My husband of a year and a half, still being a young man with what I considered at that moment some very foolish ideas, had a plan to get the skunk. He’d been told that if you grabbed them by the tail and picked them up before they planted their back feet, that they could not spray. I mean, this was before internet. How could he KNOW that???!!!
“But what if you’re wrong?” I argued in vain. “What if he sprays our house?”
“It’s just a temporary house,” my husband responded. “It’ll be okay.” He looked way too pleased and way too ready to face the challenge at hand.
How do you argue with such reasoning? My mind went through the list of meager possessions in our very temporary home, searching for something of value, something that shouldn’t be sprayed by a skunk. And then I had it!

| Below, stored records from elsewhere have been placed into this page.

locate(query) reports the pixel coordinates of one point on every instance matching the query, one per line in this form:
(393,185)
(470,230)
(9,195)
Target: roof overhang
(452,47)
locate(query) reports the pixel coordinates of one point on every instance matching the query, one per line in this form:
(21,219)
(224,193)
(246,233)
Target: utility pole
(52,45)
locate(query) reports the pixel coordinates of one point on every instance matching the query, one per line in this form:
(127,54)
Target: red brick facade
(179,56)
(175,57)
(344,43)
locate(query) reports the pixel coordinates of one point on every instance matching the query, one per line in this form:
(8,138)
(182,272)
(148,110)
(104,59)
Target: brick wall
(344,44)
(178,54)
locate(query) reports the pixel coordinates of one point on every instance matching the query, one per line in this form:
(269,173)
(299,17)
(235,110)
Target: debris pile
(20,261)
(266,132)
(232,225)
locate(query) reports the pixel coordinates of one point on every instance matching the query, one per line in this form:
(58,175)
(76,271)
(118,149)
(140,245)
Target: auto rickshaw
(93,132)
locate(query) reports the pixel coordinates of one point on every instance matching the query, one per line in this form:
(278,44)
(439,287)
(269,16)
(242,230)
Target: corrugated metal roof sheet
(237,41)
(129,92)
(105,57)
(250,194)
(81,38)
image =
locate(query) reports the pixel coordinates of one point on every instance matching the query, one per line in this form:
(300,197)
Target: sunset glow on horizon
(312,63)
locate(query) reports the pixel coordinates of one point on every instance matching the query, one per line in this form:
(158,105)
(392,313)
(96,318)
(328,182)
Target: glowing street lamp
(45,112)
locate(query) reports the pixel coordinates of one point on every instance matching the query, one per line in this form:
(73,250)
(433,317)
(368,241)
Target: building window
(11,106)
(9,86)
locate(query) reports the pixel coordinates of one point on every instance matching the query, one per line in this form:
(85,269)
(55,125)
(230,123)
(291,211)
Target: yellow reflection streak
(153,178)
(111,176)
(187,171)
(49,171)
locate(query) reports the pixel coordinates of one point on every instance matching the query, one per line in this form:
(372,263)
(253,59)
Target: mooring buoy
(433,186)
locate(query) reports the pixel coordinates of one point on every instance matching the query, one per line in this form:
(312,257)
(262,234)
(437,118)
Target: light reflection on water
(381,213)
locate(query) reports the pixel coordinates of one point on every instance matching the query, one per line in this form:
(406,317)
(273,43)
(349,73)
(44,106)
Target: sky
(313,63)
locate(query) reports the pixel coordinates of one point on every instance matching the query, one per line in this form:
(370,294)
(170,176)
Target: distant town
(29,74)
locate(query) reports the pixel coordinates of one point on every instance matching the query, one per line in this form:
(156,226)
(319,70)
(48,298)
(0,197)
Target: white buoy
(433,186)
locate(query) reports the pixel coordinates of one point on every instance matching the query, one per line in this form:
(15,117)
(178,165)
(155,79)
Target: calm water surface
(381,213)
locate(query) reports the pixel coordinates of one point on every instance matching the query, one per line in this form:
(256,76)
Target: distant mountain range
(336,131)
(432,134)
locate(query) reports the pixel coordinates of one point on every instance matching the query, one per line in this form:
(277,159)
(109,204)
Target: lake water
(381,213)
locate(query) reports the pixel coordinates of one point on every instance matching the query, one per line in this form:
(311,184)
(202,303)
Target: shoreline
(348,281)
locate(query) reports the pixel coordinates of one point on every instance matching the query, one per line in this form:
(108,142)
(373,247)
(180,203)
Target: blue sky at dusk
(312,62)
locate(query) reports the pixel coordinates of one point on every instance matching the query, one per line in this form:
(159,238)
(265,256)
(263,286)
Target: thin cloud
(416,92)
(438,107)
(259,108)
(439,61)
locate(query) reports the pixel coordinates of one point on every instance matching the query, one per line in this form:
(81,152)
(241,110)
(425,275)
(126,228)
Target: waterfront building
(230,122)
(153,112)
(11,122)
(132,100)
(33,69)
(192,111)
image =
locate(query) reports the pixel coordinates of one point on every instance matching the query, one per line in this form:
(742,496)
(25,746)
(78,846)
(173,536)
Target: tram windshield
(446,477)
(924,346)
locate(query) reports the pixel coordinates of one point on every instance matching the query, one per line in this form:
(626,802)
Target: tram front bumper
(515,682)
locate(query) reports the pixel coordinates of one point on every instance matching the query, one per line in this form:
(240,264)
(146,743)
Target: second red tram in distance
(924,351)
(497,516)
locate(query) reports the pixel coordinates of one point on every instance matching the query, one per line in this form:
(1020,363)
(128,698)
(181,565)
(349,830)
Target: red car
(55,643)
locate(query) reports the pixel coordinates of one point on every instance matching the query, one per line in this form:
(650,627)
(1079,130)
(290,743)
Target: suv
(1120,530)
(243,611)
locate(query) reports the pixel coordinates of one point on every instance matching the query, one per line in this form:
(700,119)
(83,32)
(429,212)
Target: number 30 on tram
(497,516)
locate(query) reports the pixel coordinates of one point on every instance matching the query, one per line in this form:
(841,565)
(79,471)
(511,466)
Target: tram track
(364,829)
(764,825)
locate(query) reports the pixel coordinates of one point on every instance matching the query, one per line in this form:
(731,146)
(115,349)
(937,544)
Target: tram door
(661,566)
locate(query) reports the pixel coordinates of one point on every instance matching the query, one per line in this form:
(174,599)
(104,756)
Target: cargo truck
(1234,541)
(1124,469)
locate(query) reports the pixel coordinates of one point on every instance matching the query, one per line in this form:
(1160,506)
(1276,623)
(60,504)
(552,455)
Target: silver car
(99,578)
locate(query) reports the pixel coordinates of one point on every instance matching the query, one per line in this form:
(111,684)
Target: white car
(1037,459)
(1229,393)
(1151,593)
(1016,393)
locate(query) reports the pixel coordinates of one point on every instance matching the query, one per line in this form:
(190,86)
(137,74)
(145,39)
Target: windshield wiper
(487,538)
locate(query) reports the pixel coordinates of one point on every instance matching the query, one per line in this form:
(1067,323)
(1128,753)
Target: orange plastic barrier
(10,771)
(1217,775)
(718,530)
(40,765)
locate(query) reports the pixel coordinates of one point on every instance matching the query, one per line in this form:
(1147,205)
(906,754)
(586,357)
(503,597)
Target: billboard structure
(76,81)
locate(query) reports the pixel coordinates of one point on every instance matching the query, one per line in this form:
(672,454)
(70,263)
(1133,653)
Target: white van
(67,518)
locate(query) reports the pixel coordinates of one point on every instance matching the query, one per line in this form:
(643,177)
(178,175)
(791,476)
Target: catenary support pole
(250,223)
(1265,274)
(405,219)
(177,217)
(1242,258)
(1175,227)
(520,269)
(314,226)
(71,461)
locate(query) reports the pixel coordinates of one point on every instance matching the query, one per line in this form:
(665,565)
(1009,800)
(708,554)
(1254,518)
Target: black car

“The Bibles! He’ll spray the Bibles!” I yelled in as loud a whisper as felt safe with a skunk wandering on the floor beneath us.
A chuckle? A laugh? Was that really my husband’s reaction?
It was. But he found it humorous enough that he gave up on the idea of reaching down from our relatively high bed to grasp the skunk’s tail. I breathed a sigh of relief. And then we waited. And waited. Until Mr. DePew finally wandered out of the house and left us in peace.
We did make changes after that. A bucket propped in front of the door at night became the norm to prevent Mr. DePew from pushing his way in. That being said, that would not be my last encounter with Mr. DePew. But that’s another story for another time.